This is 4.5 mm (.177 in) calibre pre-charged pneumatic (PCP) air pistol used in 10 m Air Pistol event. It was the first pre-charged pistol to use compressed air rather than CO_{2} as a propellant. The air cylinder is positioned directly under the barrel and is normally filled with a SCUBA tank or a high-pressure hand pump to a pressure of approximately 200 bar (2900 psi). It is available in several variants, most notable one with an electronic trigger. The CM 162 EI version of this pistol is being used by many famous leading shooters worldwide, including Malaika Goel (The Commonwealth Games 2014 10 m Air Pistol event Silver Medallist), and many others.

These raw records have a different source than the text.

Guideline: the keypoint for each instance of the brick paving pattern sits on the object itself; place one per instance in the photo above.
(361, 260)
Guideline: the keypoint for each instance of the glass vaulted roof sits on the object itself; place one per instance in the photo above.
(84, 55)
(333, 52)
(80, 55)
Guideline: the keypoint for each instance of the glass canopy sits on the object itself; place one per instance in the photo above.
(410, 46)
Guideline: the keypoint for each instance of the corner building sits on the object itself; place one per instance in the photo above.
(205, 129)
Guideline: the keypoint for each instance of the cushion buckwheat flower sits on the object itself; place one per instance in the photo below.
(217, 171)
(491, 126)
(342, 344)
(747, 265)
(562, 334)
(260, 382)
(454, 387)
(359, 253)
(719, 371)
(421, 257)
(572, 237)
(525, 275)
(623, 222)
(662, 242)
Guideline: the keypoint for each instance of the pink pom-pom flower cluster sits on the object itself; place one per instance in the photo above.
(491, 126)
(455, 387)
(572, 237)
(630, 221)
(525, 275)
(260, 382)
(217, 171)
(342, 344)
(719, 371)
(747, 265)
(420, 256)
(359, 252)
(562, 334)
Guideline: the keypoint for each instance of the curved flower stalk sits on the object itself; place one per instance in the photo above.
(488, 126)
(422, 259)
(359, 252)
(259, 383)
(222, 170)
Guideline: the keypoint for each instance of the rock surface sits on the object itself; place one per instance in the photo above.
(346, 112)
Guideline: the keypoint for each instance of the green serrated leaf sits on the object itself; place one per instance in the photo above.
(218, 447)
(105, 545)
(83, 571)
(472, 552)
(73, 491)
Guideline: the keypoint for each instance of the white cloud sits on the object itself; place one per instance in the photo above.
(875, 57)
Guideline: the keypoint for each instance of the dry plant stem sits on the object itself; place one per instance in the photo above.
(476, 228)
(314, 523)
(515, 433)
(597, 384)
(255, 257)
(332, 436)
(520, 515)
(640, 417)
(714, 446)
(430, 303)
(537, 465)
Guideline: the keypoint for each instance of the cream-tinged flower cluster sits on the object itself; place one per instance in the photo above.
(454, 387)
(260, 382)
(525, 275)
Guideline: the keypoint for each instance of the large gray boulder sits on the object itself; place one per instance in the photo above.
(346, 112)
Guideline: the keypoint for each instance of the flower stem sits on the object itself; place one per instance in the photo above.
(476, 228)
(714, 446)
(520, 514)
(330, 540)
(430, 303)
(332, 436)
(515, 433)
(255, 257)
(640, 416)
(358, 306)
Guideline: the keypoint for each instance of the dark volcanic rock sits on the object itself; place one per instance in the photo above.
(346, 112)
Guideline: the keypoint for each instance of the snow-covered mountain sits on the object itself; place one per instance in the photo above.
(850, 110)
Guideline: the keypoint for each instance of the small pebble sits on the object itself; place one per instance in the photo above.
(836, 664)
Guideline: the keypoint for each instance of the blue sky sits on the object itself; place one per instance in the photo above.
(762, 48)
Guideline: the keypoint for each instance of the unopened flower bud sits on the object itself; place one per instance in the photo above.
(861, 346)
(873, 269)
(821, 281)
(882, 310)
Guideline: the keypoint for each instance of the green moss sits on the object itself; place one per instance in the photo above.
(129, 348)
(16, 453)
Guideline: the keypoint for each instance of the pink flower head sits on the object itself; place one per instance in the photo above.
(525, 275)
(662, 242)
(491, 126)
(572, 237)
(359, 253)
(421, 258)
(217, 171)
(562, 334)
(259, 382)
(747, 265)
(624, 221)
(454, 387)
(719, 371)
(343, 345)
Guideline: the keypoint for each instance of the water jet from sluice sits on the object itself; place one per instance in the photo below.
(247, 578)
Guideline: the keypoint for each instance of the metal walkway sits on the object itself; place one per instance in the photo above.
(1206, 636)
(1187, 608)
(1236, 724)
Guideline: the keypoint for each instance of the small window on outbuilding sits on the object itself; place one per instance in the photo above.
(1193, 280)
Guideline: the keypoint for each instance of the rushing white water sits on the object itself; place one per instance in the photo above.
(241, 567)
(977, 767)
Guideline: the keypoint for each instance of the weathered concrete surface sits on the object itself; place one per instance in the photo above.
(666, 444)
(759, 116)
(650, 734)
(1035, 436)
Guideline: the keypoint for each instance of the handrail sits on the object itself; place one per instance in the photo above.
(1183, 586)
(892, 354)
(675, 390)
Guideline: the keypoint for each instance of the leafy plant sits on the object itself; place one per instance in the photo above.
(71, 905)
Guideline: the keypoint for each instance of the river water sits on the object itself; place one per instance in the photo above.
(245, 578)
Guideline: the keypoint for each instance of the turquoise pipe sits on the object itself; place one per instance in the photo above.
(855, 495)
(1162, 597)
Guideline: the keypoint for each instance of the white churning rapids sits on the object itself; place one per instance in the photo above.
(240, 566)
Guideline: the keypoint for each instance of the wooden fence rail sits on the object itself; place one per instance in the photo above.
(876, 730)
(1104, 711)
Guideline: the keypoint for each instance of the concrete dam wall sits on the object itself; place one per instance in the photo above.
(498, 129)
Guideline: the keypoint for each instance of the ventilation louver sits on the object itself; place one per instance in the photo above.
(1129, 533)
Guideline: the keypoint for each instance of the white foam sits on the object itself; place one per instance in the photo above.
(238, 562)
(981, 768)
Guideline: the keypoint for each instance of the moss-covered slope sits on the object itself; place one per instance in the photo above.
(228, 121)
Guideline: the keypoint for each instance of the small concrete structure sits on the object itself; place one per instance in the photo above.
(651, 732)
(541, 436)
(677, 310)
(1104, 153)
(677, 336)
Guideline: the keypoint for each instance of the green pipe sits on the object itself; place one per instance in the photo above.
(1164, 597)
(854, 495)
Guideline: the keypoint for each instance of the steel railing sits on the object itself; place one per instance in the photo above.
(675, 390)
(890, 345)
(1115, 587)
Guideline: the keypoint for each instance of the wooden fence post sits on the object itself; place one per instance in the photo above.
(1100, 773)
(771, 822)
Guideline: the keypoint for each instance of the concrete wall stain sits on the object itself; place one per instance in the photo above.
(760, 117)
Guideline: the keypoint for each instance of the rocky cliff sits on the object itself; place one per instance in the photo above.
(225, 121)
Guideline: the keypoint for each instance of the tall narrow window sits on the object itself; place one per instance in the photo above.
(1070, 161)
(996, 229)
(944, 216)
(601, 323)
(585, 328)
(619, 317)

This pistol is the preference of many leading shooting coaches because of its tolerance for small mistakes by entry-level shooters.

Variants:
- CM 162 E, Electronic trigger, fixed air cylinder
- CM 162 M, Mechanical trigger, fixed air cylinder
- CM 162 EI (EA in Germany), Electronic trigger, removable air cylinder
- CM 162 MI, Mechanical trigger, removable air cylinder
- CM 162 EI Short (EA in Germany), Shortened, electronic trigger
- CM 162 MI Short, Shortened, mechanical trigger

===CM 22M===
This .22 Long Rifle calibre standard pistol is used in 25 m Standard Pistol and 25 m Pistol. It is also available in a lighter version using more aluminium parts called the CM 22M ALU.

===CM 32M===
This is a .32 S&W in calibre sport pistol used in the 25 m Center-Fire Pistol event.